Además, según el exdiplomático, la grave crisis interna que vive Argelia “aconseja a sectores ultra en Argel a crear conflictos exteriores, sobre todo con el hermano enemigo, para desorientar el malestar y crear la ‘unidad contra el enemigo’. Esto, sin olvidar que Marruecos es el prime país inversor en África francófona y el segundo a nivel de toda África y ha desplazado a Argelia, que no supo pasar de la economía planificada controlada por el sector público a una más dinámica del sector privado”. Atalayar intentó sin éxito conocer la opinión de algún alto responsable del Ministerio argelino de Asuntos Exteriores. El politólogo argelino Ali Boukhlef calificó de “compleja” la naturaleza del último encontronazo entre Argel y Rabat, crisis que, a su juicio, “podría acabar con la ruptura de relaciones diplomáticas, porque los dos países tienen intereses contrapuestos en el Magreb, y ninguno de los dos está dispuesto a ceder. Tanto Marruecos como Argelia necesitan del conflicto para sobrevivir políticamente”.

Pie de foto: Una viñeta parodia el cierre de la frontera entre Argelia y Marruecos en el influyente diario argelino ‘El Watan’.

Derrotas de Marruecos

En este contexto, según publicó el periódico argelino ‘El Khabar’, la diplomacia argelina no desea un nuevo enfrentamiento con Rabat, y atribuyó las declaraciones de Messahel a unas opiniones “personales” en un foro empresarial. Según Marruecos, esto no es así y Argel “ha movilizado a sus medios para defender al ministro de Exteriores”. En cambio, la diplomacia argelina está convencida de que los dirigentes marroquíes han sufrido derrotas importantes en foros internacionales como la ONU y la Unión Africana (UA), donde no han logrado, siempre según Argel, que prevalezcan sus tesis sobre el conflicto del Sáhara Occidental. Según el politólogo marroquí Ahmed Alaoui, “la batalla diplomática entre los dos países no ha hecho más que empezar a través de sus respectivos medios”. Así las cosas, en Marruecos, partidos políticos como los centristas del Reagrupamiento Nacional de Independientes (RNI) de Aziz Akhannouch, bancos y la empresa RAM condenaron con dureza las declaraciones de Abdelkader Messahel.

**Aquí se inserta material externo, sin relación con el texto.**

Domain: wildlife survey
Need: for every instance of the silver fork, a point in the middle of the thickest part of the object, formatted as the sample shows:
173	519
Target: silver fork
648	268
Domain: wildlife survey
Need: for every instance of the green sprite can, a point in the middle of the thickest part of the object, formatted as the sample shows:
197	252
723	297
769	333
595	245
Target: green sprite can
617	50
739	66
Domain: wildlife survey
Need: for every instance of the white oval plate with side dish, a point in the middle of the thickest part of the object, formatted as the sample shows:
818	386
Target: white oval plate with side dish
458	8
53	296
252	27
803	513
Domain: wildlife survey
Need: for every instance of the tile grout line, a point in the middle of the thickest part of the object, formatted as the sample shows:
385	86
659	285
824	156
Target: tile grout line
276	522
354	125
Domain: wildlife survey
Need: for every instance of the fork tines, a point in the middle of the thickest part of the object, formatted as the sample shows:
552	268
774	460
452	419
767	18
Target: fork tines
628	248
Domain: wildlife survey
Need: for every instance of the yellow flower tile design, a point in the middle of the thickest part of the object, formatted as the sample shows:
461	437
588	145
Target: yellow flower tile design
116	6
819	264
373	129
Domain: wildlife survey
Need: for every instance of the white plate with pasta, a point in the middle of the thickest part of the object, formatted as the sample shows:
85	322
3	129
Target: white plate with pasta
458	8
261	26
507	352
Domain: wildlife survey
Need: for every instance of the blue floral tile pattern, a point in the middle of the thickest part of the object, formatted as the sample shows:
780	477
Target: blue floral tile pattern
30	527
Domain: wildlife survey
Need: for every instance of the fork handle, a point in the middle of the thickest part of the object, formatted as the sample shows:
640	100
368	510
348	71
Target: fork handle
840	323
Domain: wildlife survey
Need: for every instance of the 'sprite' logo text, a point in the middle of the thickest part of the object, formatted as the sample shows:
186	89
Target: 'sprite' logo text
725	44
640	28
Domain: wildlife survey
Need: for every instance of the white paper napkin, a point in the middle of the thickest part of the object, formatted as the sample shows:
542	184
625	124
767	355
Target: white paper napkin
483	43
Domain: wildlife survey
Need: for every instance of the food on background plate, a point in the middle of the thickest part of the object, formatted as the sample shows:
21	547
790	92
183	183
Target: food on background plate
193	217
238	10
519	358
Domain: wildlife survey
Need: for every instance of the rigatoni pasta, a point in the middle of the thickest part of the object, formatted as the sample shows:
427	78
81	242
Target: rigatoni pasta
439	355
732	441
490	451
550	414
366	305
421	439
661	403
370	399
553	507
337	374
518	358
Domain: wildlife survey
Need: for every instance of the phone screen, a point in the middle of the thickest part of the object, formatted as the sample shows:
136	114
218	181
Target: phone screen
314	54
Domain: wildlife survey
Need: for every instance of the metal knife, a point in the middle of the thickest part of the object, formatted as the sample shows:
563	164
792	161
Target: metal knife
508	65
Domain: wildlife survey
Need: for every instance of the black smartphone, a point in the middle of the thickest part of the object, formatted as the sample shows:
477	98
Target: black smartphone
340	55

Un dirigente del islamista Partido de la Justicia y el Desarrollo (PJD) tildó de “provocación intolerable” las declaraciones del jefe de la diplomacia argelina, y fuentes de la Unión Socialista de Fuerzas Populares (USFP) consultadas por este medio rechazaron “los ataques de Argelia contra un país soberano como Marruecos, ataques que demuestran el nerviosismo y la debilidad de nuestro vecino”.

Sin unanimidad en Argelia

En Argelia, los propósitos de Abdelkader Messahel no consiguieron unanimidad absoluta. Un exdirigente del Frente de Fuerzas Socialistas (FFS) lamentó que “cada vez que el país atraviesa una crisis, sus desprestigiados dirigentes se ven en la obligación de buscar un enemigo exterior”. En una línea parecida, un militante del berberista Reagrupamiento por la Cultura y la Democracia (RCD) tildó de “demagogos” a los dirigentes de su país, y apeló a “superar los conflictos con nuestro vecino marroquí, porque solo benefician a los clanes oligárquicos que controlan Argelia”. Mal asunto para los dos países y el conjunto del Magreb. Como confirmó en una entrevista con el semanario ‘Jeune Afrique’ el pasado mes de septiembre el ministro marroquí de Asuntos Exteriores, Nasser Bourita, las relaciones entre Rabat y Argel “están en un punto muerto a todos los niveles”.